Law Students and Stress

Citation:
Lara Dresser (2005) Promoting Psychological Health in Law Students, Legal Reference Services Quarterly, 24:1-2, 41-72, DOI: 10.1300/J113v24n01_02

Since I am currently working on an article that discusses law school culture, albeit one that focuses on acculturation issues faced by foreign law students, I thought this would be as good an article as any to start this project with.

This article discusses several aspects of U.S. legal education that lead to depression among law students. Why should the legal academy care about this? According to the author, because “there is strong evidence that depression affects the ability to learn and retain information,” and because “studies have shown that law students are abnormally susceptible to a variety of … psychological problems,” it is incumbent on legal educators to examine the role that the law school environment plays in creating this phenomenon.

The author lists the usual law student stress-inducers: the Socratic Method, the voluminous reading, the lack of ongoing feedback, competition, class rankings, admission methods, debt load, and job market worries. Helpfully, she doesn’t stop with naming the causes of stress. Due to that stress, she argues, law students have a tendency to “worry more than work, which interferes with the ability to receive information and store that information in working memory.”
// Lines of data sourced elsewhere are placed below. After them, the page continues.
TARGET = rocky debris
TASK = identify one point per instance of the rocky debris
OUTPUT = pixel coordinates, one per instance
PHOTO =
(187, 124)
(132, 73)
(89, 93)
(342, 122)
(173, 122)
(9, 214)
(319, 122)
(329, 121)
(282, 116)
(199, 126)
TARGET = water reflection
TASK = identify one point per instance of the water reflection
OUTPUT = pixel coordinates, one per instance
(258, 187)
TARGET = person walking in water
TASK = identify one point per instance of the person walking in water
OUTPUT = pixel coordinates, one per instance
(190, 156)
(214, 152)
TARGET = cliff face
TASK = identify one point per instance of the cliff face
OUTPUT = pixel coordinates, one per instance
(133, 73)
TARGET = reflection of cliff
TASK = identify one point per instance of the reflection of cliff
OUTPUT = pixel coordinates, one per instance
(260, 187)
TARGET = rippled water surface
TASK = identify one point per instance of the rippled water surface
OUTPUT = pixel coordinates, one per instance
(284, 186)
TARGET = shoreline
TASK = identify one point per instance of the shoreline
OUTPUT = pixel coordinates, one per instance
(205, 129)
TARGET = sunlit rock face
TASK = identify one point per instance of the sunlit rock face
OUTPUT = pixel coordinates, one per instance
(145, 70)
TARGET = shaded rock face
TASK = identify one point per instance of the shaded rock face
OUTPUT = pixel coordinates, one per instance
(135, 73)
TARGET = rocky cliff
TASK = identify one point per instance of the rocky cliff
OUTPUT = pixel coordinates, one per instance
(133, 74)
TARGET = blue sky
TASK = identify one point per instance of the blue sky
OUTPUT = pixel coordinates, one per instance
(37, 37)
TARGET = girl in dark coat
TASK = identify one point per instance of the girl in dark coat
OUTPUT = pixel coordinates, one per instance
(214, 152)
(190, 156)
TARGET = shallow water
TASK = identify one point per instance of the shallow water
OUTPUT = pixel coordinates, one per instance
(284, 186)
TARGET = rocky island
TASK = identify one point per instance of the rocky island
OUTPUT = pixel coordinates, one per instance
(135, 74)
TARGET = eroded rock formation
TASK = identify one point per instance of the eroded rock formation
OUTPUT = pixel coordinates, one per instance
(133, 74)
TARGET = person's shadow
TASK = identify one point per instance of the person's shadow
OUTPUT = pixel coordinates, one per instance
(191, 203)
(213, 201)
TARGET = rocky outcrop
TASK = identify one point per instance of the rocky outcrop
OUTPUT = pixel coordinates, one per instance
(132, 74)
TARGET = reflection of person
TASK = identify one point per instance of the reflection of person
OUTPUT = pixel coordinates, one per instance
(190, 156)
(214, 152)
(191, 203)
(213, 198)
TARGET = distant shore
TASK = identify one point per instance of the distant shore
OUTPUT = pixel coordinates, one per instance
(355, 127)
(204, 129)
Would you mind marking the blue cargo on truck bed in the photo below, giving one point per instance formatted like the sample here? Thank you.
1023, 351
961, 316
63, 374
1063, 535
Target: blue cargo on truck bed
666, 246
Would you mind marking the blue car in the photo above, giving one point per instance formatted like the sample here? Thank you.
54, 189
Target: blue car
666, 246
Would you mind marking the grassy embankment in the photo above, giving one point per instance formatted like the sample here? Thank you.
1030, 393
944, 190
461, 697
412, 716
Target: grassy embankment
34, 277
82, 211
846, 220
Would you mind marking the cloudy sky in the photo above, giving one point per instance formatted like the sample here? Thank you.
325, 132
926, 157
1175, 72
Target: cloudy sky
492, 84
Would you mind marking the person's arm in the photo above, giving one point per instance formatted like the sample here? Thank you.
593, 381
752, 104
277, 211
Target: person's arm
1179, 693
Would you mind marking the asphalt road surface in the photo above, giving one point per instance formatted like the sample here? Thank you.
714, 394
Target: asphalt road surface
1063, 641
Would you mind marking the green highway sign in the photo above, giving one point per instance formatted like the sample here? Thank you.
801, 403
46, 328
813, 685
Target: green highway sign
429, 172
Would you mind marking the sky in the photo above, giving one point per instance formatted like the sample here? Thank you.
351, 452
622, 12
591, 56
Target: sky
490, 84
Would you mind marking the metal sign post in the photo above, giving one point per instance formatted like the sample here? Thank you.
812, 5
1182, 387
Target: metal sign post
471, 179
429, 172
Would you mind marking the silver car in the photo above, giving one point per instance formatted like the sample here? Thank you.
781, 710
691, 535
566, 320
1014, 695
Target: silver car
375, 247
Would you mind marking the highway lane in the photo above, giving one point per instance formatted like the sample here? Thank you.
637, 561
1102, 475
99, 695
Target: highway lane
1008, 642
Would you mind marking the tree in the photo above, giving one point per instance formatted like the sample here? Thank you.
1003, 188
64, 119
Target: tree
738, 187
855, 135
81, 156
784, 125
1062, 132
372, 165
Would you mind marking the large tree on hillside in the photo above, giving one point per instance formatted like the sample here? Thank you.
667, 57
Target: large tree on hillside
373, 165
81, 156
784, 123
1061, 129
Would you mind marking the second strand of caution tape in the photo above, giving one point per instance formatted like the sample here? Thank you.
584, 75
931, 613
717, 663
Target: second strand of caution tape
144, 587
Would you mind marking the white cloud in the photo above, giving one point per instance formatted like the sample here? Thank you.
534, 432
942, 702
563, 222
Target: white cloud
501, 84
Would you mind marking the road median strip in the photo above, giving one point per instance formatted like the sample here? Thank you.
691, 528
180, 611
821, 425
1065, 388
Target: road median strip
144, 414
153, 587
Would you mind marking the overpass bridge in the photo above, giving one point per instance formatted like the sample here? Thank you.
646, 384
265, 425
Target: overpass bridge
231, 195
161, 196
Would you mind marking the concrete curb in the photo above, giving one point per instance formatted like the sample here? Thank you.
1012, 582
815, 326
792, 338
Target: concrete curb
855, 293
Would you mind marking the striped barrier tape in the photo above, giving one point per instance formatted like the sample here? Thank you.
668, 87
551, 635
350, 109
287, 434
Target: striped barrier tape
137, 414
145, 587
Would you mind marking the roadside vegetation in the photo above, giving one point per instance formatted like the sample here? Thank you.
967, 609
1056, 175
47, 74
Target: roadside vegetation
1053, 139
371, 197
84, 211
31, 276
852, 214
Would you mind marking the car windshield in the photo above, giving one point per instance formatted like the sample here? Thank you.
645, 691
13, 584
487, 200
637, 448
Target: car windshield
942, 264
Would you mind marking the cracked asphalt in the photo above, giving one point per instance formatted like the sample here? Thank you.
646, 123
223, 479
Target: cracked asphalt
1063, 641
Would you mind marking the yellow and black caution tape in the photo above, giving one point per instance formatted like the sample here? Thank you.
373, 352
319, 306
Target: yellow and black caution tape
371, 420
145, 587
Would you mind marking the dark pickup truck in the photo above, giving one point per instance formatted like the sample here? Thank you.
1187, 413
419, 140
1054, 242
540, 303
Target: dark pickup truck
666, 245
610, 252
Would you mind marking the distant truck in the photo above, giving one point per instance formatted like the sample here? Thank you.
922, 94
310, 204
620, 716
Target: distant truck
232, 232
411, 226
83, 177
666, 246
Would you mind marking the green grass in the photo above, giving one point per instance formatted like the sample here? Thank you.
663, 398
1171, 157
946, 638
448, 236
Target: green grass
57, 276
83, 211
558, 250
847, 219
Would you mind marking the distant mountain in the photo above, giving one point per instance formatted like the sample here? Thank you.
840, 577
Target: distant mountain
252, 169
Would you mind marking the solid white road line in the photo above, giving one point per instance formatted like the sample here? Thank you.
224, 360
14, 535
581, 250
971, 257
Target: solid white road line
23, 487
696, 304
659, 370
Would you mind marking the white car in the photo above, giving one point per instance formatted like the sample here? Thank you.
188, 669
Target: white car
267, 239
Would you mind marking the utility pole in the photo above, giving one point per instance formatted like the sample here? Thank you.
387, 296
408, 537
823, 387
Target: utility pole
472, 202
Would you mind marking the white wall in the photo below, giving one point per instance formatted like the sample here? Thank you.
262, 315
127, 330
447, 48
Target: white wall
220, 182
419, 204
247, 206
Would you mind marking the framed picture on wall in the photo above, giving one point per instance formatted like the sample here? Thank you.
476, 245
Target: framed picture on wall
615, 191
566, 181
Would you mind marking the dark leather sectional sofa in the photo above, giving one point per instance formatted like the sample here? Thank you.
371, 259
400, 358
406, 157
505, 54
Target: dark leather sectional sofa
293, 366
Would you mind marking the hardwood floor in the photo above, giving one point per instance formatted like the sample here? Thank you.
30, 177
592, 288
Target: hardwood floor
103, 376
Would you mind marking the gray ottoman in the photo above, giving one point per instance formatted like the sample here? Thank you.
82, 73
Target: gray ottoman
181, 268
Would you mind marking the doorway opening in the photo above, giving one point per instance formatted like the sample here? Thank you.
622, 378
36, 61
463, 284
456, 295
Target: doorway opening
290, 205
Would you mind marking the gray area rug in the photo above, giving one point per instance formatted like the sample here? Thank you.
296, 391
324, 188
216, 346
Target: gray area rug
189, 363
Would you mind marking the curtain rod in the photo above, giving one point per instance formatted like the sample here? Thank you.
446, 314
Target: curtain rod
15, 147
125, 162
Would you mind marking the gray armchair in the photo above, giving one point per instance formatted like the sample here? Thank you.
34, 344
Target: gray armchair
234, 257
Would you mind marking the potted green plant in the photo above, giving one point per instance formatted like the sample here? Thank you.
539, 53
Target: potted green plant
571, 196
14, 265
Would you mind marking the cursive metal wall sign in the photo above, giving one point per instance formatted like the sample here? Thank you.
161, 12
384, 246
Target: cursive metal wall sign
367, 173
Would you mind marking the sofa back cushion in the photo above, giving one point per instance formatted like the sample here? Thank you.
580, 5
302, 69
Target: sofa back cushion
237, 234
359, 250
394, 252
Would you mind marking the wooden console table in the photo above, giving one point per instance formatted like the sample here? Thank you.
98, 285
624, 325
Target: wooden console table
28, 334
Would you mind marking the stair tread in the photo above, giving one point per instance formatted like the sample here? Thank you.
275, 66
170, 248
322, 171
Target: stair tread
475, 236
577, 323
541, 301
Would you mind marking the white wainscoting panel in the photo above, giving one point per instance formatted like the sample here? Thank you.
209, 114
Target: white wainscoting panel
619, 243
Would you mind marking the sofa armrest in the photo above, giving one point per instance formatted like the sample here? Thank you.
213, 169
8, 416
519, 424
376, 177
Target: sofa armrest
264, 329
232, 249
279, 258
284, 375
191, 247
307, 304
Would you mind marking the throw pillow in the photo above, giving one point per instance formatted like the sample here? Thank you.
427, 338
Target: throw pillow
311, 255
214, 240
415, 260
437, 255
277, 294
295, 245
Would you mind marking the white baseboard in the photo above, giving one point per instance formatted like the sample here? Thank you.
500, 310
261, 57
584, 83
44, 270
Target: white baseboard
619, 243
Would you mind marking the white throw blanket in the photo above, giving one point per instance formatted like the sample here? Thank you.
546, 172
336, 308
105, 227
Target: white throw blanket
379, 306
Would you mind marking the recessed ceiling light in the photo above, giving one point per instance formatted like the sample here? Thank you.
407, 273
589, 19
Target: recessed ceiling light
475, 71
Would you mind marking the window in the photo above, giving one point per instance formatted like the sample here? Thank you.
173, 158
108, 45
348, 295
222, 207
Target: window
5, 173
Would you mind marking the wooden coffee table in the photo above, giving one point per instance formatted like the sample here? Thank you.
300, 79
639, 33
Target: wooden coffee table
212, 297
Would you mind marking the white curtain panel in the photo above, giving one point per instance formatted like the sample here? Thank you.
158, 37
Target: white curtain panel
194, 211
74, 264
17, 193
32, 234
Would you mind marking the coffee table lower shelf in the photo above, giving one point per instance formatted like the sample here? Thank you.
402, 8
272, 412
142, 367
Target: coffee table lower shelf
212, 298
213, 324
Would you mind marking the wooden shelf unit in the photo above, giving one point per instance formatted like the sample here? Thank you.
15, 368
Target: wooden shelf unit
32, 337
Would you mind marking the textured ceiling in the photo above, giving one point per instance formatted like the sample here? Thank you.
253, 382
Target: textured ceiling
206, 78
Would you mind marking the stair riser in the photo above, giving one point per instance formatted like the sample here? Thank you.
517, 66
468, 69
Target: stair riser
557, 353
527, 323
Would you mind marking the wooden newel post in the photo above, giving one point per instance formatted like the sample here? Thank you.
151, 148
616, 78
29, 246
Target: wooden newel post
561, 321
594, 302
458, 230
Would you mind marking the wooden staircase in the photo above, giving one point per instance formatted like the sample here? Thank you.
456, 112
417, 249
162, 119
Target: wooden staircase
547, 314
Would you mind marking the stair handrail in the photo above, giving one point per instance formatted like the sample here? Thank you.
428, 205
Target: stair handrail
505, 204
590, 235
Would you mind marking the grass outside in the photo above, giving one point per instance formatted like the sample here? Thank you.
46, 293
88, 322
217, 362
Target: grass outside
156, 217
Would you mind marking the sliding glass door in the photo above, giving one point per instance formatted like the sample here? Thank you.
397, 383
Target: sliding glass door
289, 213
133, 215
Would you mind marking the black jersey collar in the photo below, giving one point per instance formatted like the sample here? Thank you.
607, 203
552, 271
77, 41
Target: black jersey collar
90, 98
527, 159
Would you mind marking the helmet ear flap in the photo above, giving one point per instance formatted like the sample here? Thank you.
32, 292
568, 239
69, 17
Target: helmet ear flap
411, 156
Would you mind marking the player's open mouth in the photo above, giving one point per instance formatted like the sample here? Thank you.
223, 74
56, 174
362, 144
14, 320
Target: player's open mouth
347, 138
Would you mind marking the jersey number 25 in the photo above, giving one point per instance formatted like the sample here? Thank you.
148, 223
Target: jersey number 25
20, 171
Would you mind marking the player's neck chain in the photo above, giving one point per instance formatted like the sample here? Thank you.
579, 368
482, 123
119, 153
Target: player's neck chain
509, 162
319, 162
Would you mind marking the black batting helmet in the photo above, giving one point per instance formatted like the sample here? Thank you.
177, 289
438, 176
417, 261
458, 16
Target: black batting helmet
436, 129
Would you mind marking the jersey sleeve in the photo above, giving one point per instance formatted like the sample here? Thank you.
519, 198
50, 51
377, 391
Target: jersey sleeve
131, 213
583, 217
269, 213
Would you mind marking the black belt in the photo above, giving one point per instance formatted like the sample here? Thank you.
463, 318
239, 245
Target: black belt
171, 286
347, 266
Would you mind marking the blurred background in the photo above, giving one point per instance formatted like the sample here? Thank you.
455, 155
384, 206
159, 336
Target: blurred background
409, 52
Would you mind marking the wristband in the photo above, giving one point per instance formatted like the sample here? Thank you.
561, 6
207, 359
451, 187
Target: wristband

No wonder I always had so much trouble remembering all those hearsay exceptions!

She also attributes to the law school experience the phenomenon, especially in women, of changing from a “care-oriented” moral reasoning framework (characterized by interdependence, responsiveness to needs, and maintaining relationship) to a framework that is more “rights-oriented,” which focuses more on justice, equality, rationality, and hierarchy. I am not sure if this is true in my own case: I personally tend to be much more care-oriented; however, perhaps it is also meaningful in this context that I became a law librarian rather than a practicing attorney.

In the end, the author proposes some remedies that can be undertaken by law school faculty and administrators, among them creating student mentoring relationships, changing the exam format to include both essay and objective questions, and adapting teaching methods to accommodate various learning styles. In principle I don’t disagree with any of these proposed solutions to this problem, although I wonder if there is room in legal pedagogy for an extensive commitment to these ideas. That said, I am definitely mindful of learning styles when I do individual research consults with students. This is likely an area that I will want explore further so that I can incorporate it better in my own practice.